Gündelik siyaset hakkında bile yorum yapmaya çekindiğimiz şu zamanlarda, böylesine büyük yaralara parmak basmak, hadi gelin yaralarımızdan bahsedelim demek kolay değil elbette. Fakat ne zaman kolay oldu ki? Konuşulmasın isteyenler iktidarda belki ama öncekiler konuşulsun istediler mi? Susturmak bir gelenektir bizim siyasette. Sonrakiler de susturacaktır elbet. Kimse bahsetmeyecektir yanan köylerden, sürgünlerden, acılardan, ayrılan kardeşlerden, el koyulan evlerden. Peki, bu yükü boşaltmadan yükselmenin mümkünatı var mıdır? Sanmam. Konuşmaktan geçiyor o yüzden. Birileri dinlesin diye değil belki, belki sadece içimizi dökmek için. Anlaşılmak için değil, sadece anlatmak için. Konuşmanın değeri, acıyı yaşayanda, acıyı hissedende önem kazanıyor.

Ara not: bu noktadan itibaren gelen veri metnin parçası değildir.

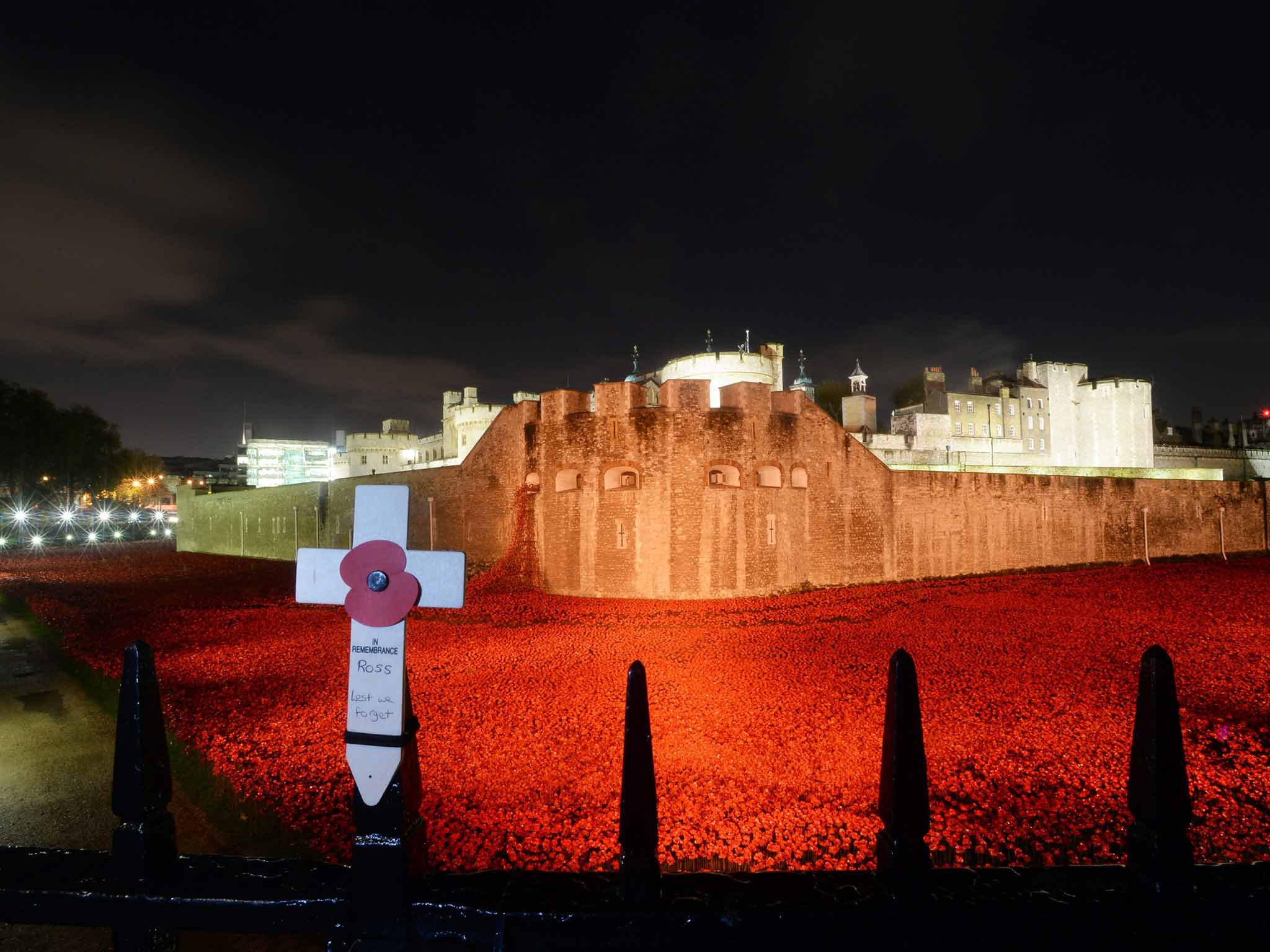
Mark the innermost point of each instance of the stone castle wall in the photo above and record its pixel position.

Okuduğum bir kitapta (1) “bellek, canı nereye isterse oraya oturan bir köpektir” diye yazıyordu. Bir kokuda, bir seste, bir sokakta, bir ufak anlatıda ne varsa unutturulmaya çalışılan, çıkıp önümüze gelecektir. Bellek, canı ne zaman isterse, o zaman ortaya çıkar. Bellek hayaleti, üstümüzde dolaşır. İşte tam bu yüzden belki, zaten hatıralar orada bir yerde gizliyken, zaten bir koku bile hatırlatmaya yetiyorken, bir sokak tüm geçmişi bugüne taşıyorken bir de üstüne konuşulması istenmiyordur.

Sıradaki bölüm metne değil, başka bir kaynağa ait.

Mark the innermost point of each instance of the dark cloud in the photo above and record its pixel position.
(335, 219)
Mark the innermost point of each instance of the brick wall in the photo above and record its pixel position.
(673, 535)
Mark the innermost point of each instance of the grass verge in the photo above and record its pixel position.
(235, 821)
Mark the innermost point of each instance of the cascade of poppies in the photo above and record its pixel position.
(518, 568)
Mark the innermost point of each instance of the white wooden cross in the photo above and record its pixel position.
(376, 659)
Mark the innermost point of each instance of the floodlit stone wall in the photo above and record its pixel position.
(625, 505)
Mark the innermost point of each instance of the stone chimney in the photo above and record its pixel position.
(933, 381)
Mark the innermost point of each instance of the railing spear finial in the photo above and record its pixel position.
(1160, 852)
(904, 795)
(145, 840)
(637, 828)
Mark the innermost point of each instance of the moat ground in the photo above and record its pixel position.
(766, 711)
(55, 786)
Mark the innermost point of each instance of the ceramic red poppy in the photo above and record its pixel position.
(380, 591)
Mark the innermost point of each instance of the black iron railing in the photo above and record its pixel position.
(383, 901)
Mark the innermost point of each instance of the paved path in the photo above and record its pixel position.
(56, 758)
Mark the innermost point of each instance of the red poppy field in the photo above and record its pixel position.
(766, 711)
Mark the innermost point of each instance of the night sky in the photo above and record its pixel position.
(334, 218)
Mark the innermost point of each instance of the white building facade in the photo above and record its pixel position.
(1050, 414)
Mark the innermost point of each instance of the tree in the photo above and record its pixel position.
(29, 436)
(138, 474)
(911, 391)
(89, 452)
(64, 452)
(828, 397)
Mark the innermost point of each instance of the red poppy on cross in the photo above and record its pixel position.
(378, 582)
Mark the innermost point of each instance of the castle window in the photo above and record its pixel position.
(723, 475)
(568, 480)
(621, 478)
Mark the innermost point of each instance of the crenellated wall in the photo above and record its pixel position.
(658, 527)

En konuşulmayanın, en konuşulmasın istenenin, en korkulanın üzerine konuşmak önemlidir. Bir mücadele alanı yaratır. Bir bellek savaşıdır. Konuşalım, insanların yakılması, memleketlerinden gönderilmeleri, öldürülmeleri, ailelerinden koparılmaları hakkında ne düşünüyorsak, amasız, fakatsız, tüm kalplerimizle konuşalım. Tüm milliyetleri, bayrakları, sınırları bir kenara bırakıp konuşalım. Konuştukça içine koyalım bayrakları, sınırları, öyle de konuşalım. Ne olduysa, bir daha olmasın diye konuşalım. Konuşana sandalye verelim, otur bize de anlat diyelim. Öyle yukarıdan, başka dillerde değil, bizim dilimizde, mahallede konuşur gibi, içimizden konuşalım. Vicdanı avucumuza alıp, dile gelelim. Belki gideni geri getiremeyiz ama gidecek olanın omzundan tutup, gitme diyebiliriz. Evet çok yorulduk, evet belki çok romantik gelecek ama bir sıcak kucaklaşmayla, bir sıcak kahveyle belki, anlatabiliriz başımıza her ne geldiyse, son kez ve derinden, çekip gitmeden.